In this context, Justice Alito brought up ancient Greek society in particular. Plato wrote “approvingly of same-sex relationships,” he observed, and yet the Greeks didn’t recognize same-sex marriage. “So their limiting marriage to couples of the opposite sex was not based on prejudice against gay people, was it?”
A third conservative answer for why the fundamental right to marry was being denied to same-sex couples was: We don’t need to give an answer. The state’s practice of excluding same-sex couples from marriage, Justice Scalia argued, need not serve a coherent state interest in itself, so long as it can’t be shown to be motivated by discrimination or animus. So when Sotomayor asked Bursch to explain how barring same-sex marriage would promote Michigan’s goal of “keeping kids and their biological moms and dads together whenever possible,” Scalia interrupted: “Excuse me. Do you have to answer that question? … Is that your burden? I thought your burden was simply to show that the state’s reason . . . is a reason inapplicable to same-sex couples.”
Bonauto was slow to respond to Justice Kennedy’s important, and foreseeable, “millennia” question. Even Justice Breyer—seemingly receptive to the same-sex couples arguments—upbraided Bonauto for not answering more promptly and directly. Justice Sotomayor, evidently trying to come to her aid, invited her to discuss the marginalization, discrimination, and repression to which gays and lesbians had been subject over thousands of years in the societies whose conduct was now being cited as precedential. But Bonauto didn’t take the bait.
She did eventually offer some answers. “I don’t know what other societies assumed,” she said, “but I do believe that times can blind and it takes time to see stereotypes and to see the common humanity of people who had once been ignored and excluded.”

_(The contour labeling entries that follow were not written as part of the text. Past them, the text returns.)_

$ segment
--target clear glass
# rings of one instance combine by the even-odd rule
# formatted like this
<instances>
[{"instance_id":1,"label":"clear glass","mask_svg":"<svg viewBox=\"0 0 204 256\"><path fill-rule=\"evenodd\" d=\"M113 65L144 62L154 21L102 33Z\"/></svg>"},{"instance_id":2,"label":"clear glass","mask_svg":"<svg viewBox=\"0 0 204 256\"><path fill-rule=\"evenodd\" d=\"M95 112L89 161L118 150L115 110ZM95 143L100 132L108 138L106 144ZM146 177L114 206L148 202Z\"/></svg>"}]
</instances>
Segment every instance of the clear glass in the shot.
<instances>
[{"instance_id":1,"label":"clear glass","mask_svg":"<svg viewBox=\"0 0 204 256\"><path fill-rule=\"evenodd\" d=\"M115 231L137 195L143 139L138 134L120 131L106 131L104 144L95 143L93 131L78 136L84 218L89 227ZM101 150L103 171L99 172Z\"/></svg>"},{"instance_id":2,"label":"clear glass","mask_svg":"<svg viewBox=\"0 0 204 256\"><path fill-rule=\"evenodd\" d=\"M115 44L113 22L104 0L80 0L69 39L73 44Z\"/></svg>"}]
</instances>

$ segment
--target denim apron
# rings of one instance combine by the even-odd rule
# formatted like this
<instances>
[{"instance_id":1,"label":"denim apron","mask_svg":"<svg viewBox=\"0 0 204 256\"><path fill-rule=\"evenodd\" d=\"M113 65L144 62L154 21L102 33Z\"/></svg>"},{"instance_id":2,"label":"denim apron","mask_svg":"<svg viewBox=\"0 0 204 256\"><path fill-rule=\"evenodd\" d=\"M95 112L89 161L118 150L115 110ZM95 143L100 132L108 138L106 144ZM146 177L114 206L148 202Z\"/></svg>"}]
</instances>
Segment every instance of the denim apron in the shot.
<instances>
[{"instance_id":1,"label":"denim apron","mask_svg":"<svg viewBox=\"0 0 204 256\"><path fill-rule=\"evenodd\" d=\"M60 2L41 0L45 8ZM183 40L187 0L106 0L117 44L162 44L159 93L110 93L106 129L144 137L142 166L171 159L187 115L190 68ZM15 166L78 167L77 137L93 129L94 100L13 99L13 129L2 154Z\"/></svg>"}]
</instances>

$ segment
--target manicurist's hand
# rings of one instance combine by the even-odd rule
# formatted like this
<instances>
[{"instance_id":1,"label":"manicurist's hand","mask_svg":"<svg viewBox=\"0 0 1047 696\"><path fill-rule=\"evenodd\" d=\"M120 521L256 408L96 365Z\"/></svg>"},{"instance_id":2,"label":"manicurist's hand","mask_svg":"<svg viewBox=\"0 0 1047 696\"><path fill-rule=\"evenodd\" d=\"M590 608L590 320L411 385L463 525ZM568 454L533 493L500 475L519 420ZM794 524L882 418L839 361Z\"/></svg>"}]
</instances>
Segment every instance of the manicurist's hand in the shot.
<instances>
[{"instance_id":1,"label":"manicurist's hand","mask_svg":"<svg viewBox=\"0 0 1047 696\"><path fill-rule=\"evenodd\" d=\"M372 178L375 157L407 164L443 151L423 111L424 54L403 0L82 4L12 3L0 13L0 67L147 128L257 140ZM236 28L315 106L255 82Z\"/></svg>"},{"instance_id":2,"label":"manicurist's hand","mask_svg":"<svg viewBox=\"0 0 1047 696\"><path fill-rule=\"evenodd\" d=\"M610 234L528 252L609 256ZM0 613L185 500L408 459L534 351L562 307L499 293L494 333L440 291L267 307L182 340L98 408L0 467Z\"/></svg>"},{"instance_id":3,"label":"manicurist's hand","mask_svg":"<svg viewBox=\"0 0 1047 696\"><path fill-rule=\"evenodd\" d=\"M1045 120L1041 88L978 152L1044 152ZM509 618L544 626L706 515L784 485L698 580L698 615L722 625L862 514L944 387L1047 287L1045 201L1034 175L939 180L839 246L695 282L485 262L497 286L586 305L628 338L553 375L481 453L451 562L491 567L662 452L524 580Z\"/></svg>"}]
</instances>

She also emphasized that none of those other societies had a fourteenth amendment, guaranteeing every resident “equal protection of the laws.” Said Bonauto: “Not every legal system around the world has the kind of system with its explicit constitutional guarantees for all persons of liberty and equality, and that immediately sets the United States off from so many countries.”
In late June we’ll find out if these arguments put Justice’s Kennedy’s qualms at rest. It seems to be in his hands now.